BALTIMORE (WJZ) — A scrap of crime scene tape laid up against the curb where early Thursday morning police blocked Nicholas Avenue in Northeast Baltimore to collect evidence after a triple shooting.
It’s the latest act of violence in a city where gunfire doesn’t often stall.
“Wherever the crime is, that’s where the police department needs to be,” said Mayor Jack Young.
But the Police Union worries the constant fight on crime and a shortage of crime fighters is now taking a physical and mental toll on its members.
In a letter to members this week, union leaders ask them to express health concerns to higher-ups and document their response.
“It’s just a smart deployment strategy,” said Baltimore Police Commissioner Michael Harrison.
The timing of the letter collides with their boss’ announcement this week of a new plan to focus police on microzones, the most dangerous areas of the city.
They asked if the City had the staffing to make it happen.
“We’re always optimistic and making sure we get the maximum output and the maximum outcome from our personnel who are here with us doing a great job every day,” Commissioner Harrison said.

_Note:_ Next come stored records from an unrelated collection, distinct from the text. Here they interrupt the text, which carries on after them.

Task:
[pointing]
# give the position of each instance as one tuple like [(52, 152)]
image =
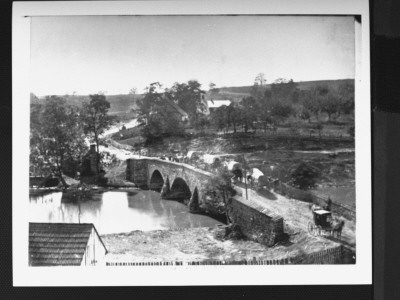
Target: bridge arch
[(194, 201), (156, 181), (180, 190)]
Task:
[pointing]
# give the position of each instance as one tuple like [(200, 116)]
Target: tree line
[(59, 133), (270, 107), (159, 119), (264, 108)]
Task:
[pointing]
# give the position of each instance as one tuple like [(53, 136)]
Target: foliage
[(95, 120), (156, 116), (284, 90), (351, 131), (190, 98), (220, 190), (55, 136), (248, 114), (305, 176)]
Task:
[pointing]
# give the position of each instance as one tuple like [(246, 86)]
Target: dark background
[(385, 113)]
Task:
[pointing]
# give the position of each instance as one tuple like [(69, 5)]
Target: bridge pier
[(177, 180), (165, 190), (194, 202)]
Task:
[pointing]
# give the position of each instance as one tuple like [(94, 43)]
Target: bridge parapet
[(256, 222)]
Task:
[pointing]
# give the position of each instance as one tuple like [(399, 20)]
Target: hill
[(236, 93), (118, 103), (122, 104)]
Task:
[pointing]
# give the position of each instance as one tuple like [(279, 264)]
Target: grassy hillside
[(236, 93), (118, 103), (122, 104)]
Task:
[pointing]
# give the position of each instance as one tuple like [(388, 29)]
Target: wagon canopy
[(256, 173), (210, 159), (233, 165), (322, 212), (194, 154)]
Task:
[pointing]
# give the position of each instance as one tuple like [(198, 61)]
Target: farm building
[(214, 104), (174, 108), (64, 244)]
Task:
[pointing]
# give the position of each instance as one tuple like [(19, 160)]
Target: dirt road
[(297, 215)]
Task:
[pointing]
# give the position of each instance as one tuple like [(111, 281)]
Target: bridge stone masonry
[(179, 180)]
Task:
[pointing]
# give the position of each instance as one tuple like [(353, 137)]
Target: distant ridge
[(124, 103), (236, 92)]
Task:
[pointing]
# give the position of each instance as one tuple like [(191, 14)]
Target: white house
[(214, 104), (65, 244)]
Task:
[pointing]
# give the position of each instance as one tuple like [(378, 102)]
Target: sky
[(88, 54)]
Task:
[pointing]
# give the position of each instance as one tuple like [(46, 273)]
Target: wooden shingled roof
[(55, 244)]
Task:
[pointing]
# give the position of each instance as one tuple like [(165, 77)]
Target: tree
[(331, 105), (284, 90), (258, 88), (190, 98), (260, 79), (133, 91), (95, 120), (304, 114), (155, 115), (248, 112), (281, 111), (220, 191), (55, 136), (233, 116), (346, 94), (305, 176)]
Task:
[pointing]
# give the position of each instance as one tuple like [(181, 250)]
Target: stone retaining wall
[(256, 223)]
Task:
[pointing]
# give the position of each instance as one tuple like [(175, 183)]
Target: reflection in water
[(118, 212)]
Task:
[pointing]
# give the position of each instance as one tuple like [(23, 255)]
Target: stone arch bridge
[(171, 179), (178, 180)]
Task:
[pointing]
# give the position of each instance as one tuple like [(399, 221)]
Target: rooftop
[(52, 244)]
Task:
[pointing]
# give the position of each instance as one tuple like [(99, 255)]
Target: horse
[(337, 229)]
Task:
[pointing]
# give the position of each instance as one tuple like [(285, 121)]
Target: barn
[(65, 244)]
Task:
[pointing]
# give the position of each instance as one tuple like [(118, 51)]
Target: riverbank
[(202, 244)]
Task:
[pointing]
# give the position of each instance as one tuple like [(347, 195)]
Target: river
[(116, 211)]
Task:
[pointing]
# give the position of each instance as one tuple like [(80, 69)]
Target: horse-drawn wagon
[(324, 224)]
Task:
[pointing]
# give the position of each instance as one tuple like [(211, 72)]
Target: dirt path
[(198, 244), (297, 215)]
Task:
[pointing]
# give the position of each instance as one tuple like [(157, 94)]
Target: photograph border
[(360, 273)]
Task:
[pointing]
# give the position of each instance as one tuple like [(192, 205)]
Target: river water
[(115, 212)]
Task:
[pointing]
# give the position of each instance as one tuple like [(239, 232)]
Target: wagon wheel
[(311, 228), (320, 230)]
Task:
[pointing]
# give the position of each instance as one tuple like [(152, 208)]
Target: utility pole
[(245, 182)]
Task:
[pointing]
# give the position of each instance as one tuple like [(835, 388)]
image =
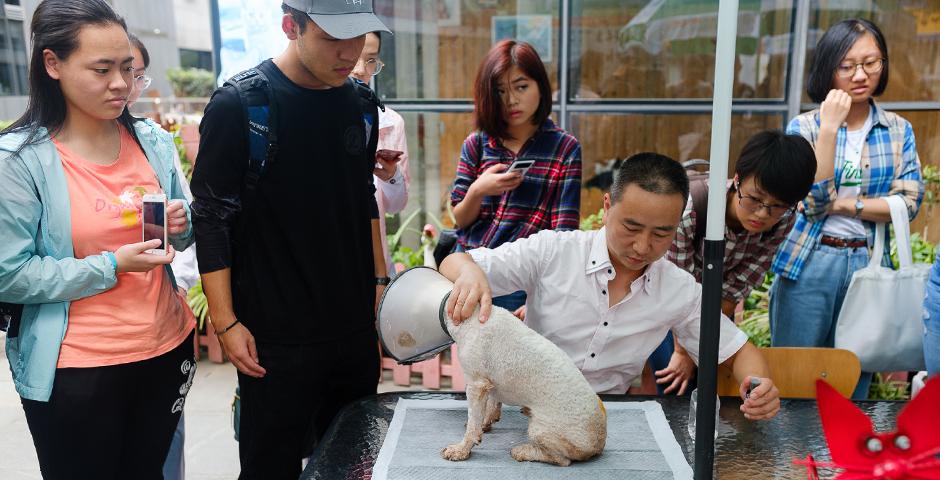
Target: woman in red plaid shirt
[(492, 205)]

But the Union said the department is short 500 patrol officers and it is worried about officers working to the point of exhaustion.
The department released a statement Thursday saying, “We have worked hard to significantly reduce the number of officers who are drafted every day and we have recently limited the amount of overtime that officers are allowed to work per week,”
Baltimore Police Department said 35 new officers will graduate police academy and join the force next week.
The statement said 65 percent of officers working overtime shifts have volunteered to do so.